John Mountz MD, PhD

John D. Mountz, MD, PhD, a Birmingham VA Medical Center physician and investigator and Goodwin Blackburn Research Chair in Rheumatology, has been Director of the Birmingham VA Medical Center Comprehensive Flow Cytometry Core since 2008.  Dr. Mountz is a member of the American Society of Clinical Investigation (ASCI) and the Association of American Physicians (AAP) and actively reviews grants for the VA Merit Review, NIH, Alliance for Lupus Research (ALR) and Arthritis Foundation. He received the American College of Rheumatology (ACR) Distinguished Basic Investigator Award in 2016 and the ACR Master Award in 2017. 
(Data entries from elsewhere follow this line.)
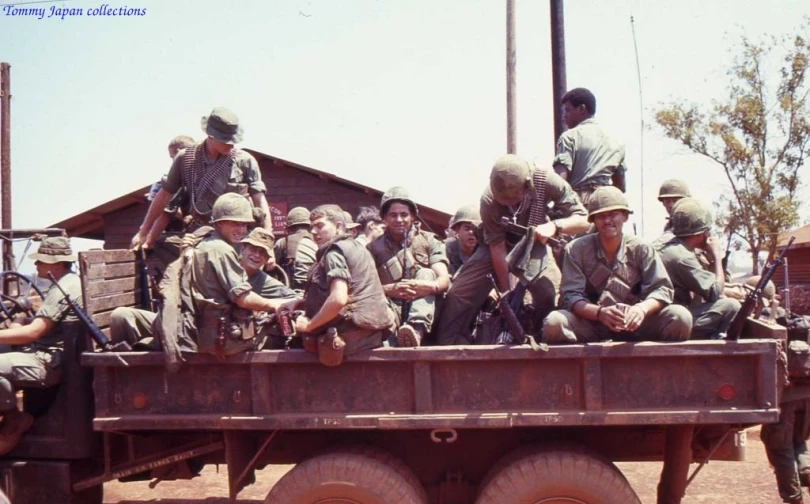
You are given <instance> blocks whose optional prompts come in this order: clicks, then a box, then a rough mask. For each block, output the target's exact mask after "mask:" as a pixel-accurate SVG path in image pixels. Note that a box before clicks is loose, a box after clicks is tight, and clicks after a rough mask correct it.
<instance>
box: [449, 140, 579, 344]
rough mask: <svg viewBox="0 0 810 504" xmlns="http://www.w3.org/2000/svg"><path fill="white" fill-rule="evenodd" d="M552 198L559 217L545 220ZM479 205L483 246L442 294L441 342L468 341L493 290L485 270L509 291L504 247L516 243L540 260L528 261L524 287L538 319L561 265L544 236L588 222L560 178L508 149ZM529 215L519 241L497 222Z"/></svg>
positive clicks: (552, 235) (508, 270)
mask: <svg viewBox="0 0 810 504" xmlns="http://www.w3.org/2000/svg"><path fill="white" fill-rule="evenodd" d="M552 202H553V204H554V207H555V208H556V209H557V210H558V211H559V212H560V214H561V215H562V216H563V217H562V218H560V219H558V220H555V221H549V222H545V220H546V219H545V217H544V214H545V212H546V211H547V209H548V205H549V203H552ZM480 208H481V220H482V227H483V236H484V240H483V246H481V247H478V250H476V251H475V253H474V254H473V255H472V257H470V259H469V260H468V261H467V262H466V263H465V264H464V266H463V267H462V268H461V269H460V270H459V271H458V273H457V274H456V276H455V278H454V280H453V285H452V286H451V287H450V290H449V291H448V293H447V296H446V298H445V305H444V308H443V311H442V315H441V318H440V319H439V322H438V331H437V334H438V342H439V344H440V345H461V344H469V343H471V340H470V327H471V325H472V322H473V320H474V319H475V317H476V314H477V313H478V311H479V310H480V308H481V306H482V305H483V304H484V302H485V301H486V299H487V296H488V295H489V293H490V292H491V291H492V282H491V281H490V280H489V278H488V277H487V275H490V274H494V275H495V278H496V279H497V283H498V288H499V289H500V290H501V291H504V292H505V291H508V290H509V271H510V263H509V262H508V261H507V252H510V251H512V250H513V249H514V248H515V247H516V245H518V242H521V243H523V244H525V246H526V247H528V248H529V250H530V251H531V255H532V257H533V258H535V259H538V260H537V262H539V265H535V266H533V269H534V270H535V271H536V272H537V275H535V276H534V277H533V278H532V279H531V280H532V281H531V283H530V284H529V286H528V290H529V291H530V292H531V294H532V299H533V304H534V307H535V314H536V318H537V320H542V317H545V316H546V315H547V314H548V312H550V311H551V310H552V309H553V308H554V306H556V304H557V295H558V292H559V285H560V270H559V268H558V267H557V264H556V263H555V261H554V259H553V258H552V257H551V252H550V251H549V250H548V247H547V246H546V241H547V240H548V238H550V237H553V236H555V235H557V234H559V233H568V234H576V233H583V232H585V231H586V230H587V229H588V227H589V225H588V221H587V219H586V213H585V209H584V208H583V207H582V203H580V202H579V199H578V198H577V196H576V194H575V193H574V191H573V190H571V187H570V186H569V185H568V184H567V183H566V182H565V181H564V180H563V179H561V178H560V177H559V176H558V175H556V174H555V173H552V172H550V171H548V170H545V169H543V168H536V167H533V166H532V165H531V164H530V163H528V162H527V161H526V160H524V159H522V158H520V157H518V156H515V155H512V154H508V155H506V156H502V157H501V158H499V159H498V160H497V161H496V162H495V165H494V166H493V167H492V172H491V174H490V178H489V187H487V188H486V189H485V190H484V193H483V194H482V195H481V204H480ZM532 216H538V217H537V219H536V220H538V221H539V222H538V223H534V222H532V224H533V225H536V227H535V228H533V229H534V234H533V235H532V236H531V237H527V238H524V239H523V240H521V237H518V236H515V235H512V234H507V232H506V230H505V228H504V227H503V226H502V225H501V218H502V217H505V218H507V219H511V220H516V221H517V223H518V224H521V225H526V224H529V223H530V221H531V220H535V219H532ZM535 243H539V245H535ZM535 251H536V253H535ZM549 258H550V259H551V260H549Z"/></svg>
Dr. Mountz has an exemplary record in training young investigators, including MD and PhD scientists, in rheumatic disease research.  Dr. Mountz was the first investigator to utilize T cell receptor transgenic mice to address the role of defective T cell tolerance in autoimmunity, to establish a critical role for the lpr gene in regulating peripheral T cell tolerance induction and to propose that defective apoptosis contributed to autoimmunity. He has expertise and experience in answering fundamental and translational questions relevant to rheumatic disease using the techniques of gene targeting, flow cytometry, confocal imaging, super-resolution imaging, and more recently single cell transcriptomes and BCR/TCR sequence analyses.  Dr. Mountz has made several seminal contributions to the field of cell-specific gene therapy for rheumatoid arthritis, the role of B-T cell interactions related to abnormal helper T cell cytokine milieu in the formation of autoreactive germinal centers, and the pathogenic role of type I interferons in shaping autoreactive B cell development in both SLE patients and mouse models of lupus. 

Education

• BS, Wright State University
• MS, Michigan State University
• PhD, Michigan State University
• MD, Ohio State University

Research Interests

• Apoptosis Mechanisms of RA and OA Synovial Fibroblasts and Mechanisms Leading to Bone     Erosion
• Elucidation of the Roles of Fas-mediated Apoptosis in Autoimmune Disease
• Demonstration of the Roles of Upregulation of Activation-induced Cytidine Deaminase (AID), T-helper 17 cells (Th17) and Interleukin 17 (IL-17), Plasmacytoid Dendritic Cells (pDC), Follicular T helper cells (Tfh), and Marginal Zone Macrophages (MZM) in the Development of Germinal Centers (GCs) Engaged in the Production of Pathogenic IgG Autoantibodies in the Spontaneous Autoimmune BXD2 Model

Recent Publications

• Hsu H-C, Yang PA, Wu Q, Wang J, Godwin J, Guentert T, Li J, Stockard CR, Le T, Chaplin DD, Grizzle WE, & Mountz, JD.  Inhibition of the catalytic function of activation-induced cytidine deaminase (AICDA) promotes apoptosis of germinal center B cells.  Arthritis Rheum. 2011; 63(7): 2038-2048.  PMCID: PMC3379710.
• Ding Y, Li J, Wu Q, Yang P, Luo B, Xie S, Druey KM, Zajac AJ, Hsu H-C, & Mountz JD.  IL-17RA       is essential for optimal localization of follicular T helper cells in the germinal center light zone topromote autoantibody-producing B cells.  J Immunol. 2013; 191: 1614-1624.  PMCID: PMC3819396.
• Li H, Wu Q, Li J, Yang P, Zhu Z, Luo B, Hsu H-C, & Mountz JD. Cutting Edge: Defective follicular exclusion of apoptotic antigens due to marginal zone macrophage defects in autoimmune BXD2 mice.  J Immunol. 2013; 190(9): 4465-4469.  PMCID: PMC3656168.
• Li J, Hsu HC, Ding Y, Li H, Wu Q, Yang P, Luo B, Rowse AL, Spalding DM, Bridges SL Jr, Mountz JD.  Inhibition of fucosylation reshapes inflammatory macrophages and suppresses type II collagen-induced arthritis. Arthritis Rheumatol. 2014;  66(9): 2368-79. PMCID: PMC4146698
• Li H, Hsu H-C, Wu Q, Yang PA, Li J, Luo B, Cua D, Oukka M, Steele III CH, Grizzle, WE, & Mountz JD.  IL-23 promotes TCR-mediated negative selection of thymocytes through the upregulation of IL-23 receptor and RORγt.  Nat Commun. 2014; 5: 4259. PMCID: PMC4136447.